Je regarde mon père droit dans les yeux, faisant contraster la teinte azurée de mes iris, transmise par ma mère, avec l’obscurité profonde de ses pupilles. Mes grands-parents maternels sont d’origines coréenne et française, et j’ai toujours eu l’impression que je ne faisais pas entièrement partie de la famille Kuroda. Du moins, pas comme mon petit frère, Hisame. En réalité, nous n’avons pas la même mère, mais l’oyabun, notre paternel a insisté pour que nous nous considérions tous comme et au fond, je dois admettre que, moins je le vois, mieux je me porte. Ce dernier adopte une mine grave alors qu’il se trouve aux côtés de mon père. Contrairement à moi, il y a sa place.
— Hai, otōsan[4] ?
Il préfère quand je lui réponds en japonais plutôt qu’en français ou en coréen. Il connaît brièvement ces langues, mais ses traits se durcissent à chaque fois que je les emploie. J’ignore réellement pourquoi… Peut-être parce qu’il n’arrive pas encore à digérer le fait que ce soit ma mère qui ait demandé le divorce… Quoi qu’il en soit, j’ai décidé de privilégier le japonais pour éviter sa colère. Mon père se penche vers moi, me tendant un pistolet qu’il venait de charger quelques minutes plus tôt. Posant mes yeux sur l’arme, je déglutis avec discrétion, profitant de la pénombre de l’habitacle.
– Je compte sur toi. Ce soir, tu vas me prouver que tu appartiens au clan Kuroda.

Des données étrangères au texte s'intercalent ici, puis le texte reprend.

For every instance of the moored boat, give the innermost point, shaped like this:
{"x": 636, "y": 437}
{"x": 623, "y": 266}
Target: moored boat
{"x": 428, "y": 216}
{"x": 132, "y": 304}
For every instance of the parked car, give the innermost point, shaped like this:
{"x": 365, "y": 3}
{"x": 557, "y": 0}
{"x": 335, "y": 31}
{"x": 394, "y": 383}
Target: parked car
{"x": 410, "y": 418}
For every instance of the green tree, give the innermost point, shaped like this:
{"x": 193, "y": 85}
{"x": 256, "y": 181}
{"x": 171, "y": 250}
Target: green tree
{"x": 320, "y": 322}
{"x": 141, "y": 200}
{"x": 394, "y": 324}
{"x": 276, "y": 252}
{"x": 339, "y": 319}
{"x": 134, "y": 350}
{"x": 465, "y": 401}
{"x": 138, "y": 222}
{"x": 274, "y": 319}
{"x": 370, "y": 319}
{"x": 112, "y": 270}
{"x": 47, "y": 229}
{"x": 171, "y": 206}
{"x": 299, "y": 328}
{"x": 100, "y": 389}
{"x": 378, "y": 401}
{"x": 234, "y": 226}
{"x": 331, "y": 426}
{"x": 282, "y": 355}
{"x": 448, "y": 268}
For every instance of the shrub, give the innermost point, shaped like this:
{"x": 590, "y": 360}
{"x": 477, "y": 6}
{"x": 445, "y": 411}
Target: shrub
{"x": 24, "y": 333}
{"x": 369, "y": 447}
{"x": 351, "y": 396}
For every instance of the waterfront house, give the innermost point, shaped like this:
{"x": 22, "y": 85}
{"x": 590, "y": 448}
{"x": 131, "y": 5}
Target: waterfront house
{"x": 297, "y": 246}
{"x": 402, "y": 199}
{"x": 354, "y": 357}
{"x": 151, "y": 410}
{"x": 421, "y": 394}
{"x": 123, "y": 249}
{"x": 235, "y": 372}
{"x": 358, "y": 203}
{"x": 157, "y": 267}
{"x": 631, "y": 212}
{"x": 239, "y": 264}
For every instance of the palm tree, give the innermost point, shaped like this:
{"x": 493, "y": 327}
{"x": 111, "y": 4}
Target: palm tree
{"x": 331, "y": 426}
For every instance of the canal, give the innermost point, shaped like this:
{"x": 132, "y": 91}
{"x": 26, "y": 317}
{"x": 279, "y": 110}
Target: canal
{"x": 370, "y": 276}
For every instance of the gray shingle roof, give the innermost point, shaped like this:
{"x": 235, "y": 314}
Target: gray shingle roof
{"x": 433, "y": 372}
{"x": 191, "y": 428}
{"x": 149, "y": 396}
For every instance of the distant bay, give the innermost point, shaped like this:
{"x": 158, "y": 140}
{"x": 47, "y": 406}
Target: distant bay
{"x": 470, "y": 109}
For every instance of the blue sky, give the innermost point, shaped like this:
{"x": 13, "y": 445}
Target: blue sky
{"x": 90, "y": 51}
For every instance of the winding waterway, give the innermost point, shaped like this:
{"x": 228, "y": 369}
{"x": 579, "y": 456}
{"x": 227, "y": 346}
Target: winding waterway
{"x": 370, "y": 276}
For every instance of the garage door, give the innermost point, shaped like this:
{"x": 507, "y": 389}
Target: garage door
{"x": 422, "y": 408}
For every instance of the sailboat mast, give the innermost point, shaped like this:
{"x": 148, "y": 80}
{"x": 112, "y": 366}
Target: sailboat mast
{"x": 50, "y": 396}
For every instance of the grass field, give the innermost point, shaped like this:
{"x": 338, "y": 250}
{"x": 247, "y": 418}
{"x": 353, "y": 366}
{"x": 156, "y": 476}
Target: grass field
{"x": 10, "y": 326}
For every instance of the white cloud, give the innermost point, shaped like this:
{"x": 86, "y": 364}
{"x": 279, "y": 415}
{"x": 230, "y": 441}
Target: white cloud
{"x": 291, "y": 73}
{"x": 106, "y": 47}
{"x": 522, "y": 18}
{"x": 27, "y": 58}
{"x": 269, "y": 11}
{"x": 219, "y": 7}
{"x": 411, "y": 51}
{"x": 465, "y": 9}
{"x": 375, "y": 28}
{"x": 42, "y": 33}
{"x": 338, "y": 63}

Je tends une main tremblante vers le pistolet. Fort heureusement, il ne remarque rien. Tenant son katana [5] dans sa main droite, dressé à ses côtés, mon paternel ne cesse de me fixer derrière ses lunettes sombres, du moins, je le devine aisément. Me renfonçant dans la banquette en cuir rouge, je pose l’arme près de moi, serrant les dents pour contenir l’angoisse qui me serre la gorge. L’air dans la voiture est lourd, saturé d’une tension palpable. Je n’ai jamais pris part à l’une de ses « missions », et, ce soir, c’est une première pour mon cadet et pour moi. J’ai déjà la boule au ventre. Après le décès de ma mère, j’ai commencé à fréquenter la pègre dont mon père est le chef. Sans elle, je me sentais seul au monde. L’unique personne qui croyait en moi n’était plus de ce monde, et je devais m’accrocher à quelque chose pour ne pas la rejoindre dans l’Autre Monde. En tout cas, c’était la proposition qu’avait faite mon paternel lors de l’enterrement.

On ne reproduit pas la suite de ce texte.